Conclusions and implications

Sarah Wootton, chief executive of the campaign group ‘Compassion in Dying’ welcomed the ruling and described it as “a helpful step towards a clearer, more person-centred view of end-of-life care”. The Official Solicitor, however, is likely to appeal the ruling as he made clear in his written submissions that all cases should continue to come before the court until a decision is taken by Parliament or the Supreme Court.

It is also interesting to note that the Court of Protection Rules Committee has published notes this summer with a view to introducing changes at the end of the year. The committee has already recommended introducing a disciplinary working group which would be able to give guidance on which cases should or should not be taken to court.

Research carried out by the BBC and published in December 2016 established that there were just over100 patients in England and Wales in permanent vegetative or minimally conscious states, so the number of potential patients for which this ruling would have any significance is, in overall terms, very small.

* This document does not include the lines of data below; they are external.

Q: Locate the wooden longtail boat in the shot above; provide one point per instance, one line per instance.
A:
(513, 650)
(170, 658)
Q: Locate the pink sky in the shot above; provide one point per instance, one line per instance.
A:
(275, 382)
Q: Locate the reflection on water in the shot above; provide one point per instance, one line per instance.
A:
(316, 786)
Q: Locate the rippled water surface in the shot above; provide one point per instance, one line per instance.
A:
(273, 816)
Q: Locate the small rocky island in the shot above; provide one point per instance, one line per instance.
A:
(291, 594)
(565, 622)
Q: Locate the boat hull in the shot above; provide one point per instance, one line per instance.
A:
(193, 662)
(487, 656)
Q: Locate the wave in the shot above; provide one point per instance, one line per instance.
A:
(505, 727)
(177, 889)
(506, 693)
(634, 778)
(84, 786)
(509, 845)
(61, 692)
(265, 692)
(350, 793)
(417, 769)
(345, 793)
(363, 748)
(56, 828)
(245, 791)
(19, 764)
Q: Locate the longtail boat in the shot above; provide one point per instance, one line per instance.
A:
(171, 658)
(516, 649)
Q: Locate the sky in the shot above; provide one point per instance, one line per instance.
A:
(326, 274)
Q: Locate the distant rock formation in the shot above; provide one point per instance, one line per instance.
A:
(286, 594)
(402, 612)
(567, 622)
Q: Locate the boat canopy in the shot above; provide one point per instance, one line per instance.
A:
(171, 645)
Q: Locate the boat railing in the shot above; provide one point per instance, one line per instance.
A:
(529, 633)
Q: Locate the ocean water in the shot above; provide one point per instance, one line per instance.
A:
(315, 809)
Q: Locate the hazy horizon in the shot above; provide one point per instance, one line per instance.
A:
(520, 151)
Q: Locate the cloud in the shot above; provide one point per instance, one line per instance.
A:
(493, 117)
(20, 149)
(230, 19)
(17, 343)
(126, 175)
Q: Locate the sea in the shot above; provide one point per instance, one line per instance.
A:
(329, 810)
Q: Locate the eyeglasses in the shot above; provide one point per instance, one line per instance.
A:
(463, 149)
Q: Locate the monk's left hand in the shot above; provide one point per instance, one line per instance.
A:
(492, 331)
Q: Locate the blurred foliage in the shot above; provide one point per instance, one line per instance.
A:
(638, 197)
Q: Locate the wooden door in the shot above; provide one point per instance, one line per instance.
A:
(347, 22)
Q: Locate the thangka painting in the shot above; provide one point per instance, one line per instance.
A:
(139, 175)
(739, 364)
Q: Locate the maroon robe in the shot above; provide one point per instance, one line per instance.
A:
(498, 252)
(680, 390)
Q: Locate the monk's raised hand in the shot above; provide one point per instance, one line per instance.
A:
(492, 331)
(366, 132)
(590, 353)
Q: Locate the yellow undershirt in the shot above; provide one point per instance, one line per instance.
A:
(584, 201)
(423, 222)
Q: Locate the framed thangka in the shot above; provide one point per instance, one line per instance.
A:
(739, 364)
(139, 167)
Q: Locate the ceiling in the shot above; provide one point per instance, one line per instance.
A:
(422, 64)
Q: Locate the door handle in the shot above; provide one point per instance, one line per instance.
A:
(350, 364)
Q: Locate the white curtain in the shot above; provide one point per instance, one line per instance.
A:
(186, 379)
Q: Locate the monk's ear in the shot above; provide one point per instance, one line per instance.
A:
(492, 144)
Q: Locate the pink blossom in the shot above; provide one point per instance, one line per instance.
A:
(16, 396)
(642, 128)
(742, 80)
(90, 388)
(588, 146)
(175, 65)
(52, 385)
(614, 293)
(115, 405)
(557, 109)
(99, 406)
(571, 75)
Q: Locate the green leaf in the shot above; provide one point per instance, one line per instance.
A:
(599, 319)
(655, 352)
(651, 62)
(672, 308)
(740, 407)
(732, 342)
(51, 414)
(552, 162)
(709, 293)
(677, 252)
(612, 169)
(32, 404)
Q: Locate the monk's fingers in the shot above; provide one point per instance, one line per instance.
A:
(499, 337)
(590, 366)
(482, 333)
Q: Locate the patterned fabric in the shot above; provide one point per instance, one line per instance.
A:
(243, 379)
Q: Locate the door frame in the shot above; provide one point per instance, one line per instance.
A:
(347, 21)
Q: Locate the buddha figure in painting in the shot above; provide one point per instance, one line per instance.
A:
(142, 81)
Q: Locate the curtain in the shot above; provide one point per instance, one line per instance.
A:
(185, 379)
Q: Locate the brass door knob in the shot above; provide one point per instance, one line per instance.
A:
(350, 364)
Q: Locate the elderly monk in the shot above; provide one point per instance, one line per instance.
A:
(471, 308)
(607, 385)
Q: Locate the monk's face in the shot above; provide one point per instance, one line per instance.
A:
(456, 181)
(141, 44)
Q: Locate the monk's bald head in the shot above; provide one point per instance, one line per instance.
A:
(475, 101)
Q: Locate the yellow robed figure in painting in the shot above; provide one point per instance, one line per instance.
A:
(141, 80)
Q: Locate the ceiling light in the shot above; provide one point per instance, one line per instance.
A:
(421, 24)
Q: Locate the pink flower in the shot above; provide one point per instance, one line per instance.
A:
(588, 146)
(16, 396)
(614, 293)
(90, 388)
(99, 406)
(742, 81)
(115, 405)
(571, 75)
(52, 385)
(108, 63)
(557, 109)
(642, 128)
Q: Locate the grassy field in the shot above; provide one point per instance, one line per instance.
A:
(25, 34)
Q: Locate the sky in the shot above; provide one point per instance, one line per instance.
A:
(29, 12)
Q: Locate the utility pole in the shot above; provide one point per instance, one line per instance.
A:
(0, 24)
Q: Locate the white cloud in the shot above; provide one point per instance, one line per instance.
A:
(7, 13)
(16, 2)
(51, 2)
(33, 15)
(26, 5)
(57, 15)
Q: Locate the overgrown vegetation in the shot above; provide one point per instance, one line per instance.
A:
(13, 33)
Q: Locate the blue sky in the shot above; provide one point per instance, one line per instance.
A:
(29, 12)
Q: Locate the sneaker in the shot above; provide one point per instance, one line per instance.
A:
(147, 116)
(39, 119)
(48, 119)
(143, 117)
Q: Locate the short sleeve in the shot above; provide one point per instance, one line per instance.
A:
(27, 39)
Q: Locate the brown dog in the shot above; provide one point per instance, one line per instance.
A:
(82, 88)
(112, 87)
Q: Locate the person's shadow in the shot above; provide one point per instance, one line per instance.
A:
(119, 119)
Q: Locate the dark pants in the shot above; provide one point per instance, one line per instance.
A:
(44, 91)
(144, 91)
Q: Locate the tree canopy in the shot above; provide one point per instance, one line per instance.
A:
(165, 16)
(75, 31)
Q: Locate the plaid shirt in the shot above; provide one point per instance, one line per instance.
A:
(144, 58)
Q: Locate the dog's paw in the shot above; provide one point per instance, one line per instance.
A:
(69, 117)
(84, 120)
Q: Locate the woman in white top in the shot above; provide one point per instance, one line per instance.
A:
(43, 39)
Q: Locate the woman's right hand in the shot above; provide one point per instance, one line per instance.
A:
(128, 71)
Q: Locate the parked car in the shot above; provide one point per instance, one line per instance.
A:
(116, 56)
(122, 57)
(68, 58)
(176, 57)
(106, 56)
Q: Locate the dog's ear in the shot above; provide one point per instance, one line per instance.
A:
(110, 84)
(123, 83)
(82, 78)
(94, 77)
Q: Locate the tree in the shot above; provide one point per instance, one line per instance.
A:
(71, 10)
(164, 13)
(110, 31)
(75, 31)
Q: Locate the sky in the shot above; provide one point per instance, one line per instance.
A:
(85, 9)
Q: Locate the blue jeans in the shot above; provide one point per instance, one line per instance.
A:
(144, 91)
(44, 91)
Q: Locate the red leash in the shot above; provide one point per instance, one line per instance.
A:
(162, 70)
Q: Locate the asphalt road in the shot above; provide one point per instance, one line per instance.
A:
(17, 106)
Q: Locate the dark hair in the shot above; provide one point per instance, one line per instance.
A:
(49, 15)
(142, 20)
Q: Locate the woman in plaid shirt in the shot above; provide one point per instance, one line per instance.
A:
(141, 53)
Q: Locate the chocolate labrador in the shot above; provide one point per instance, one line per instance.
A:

Nevertheless, as a result of the decision some trusts may now – in the limited circumstances laid down in the judgment - find themselves in a position where there is pressure from a family to allow a patient in such a condition to die.

Currently, and in view of the potential significance of the decision, it is anticipated that the Official Solicitor will appeal against the court’s finding. Until the outcome of such an appeal is known, trusts should continue to seek legal advice before withdrawing treatment even if there is agreement amongst the family and treating clinicians.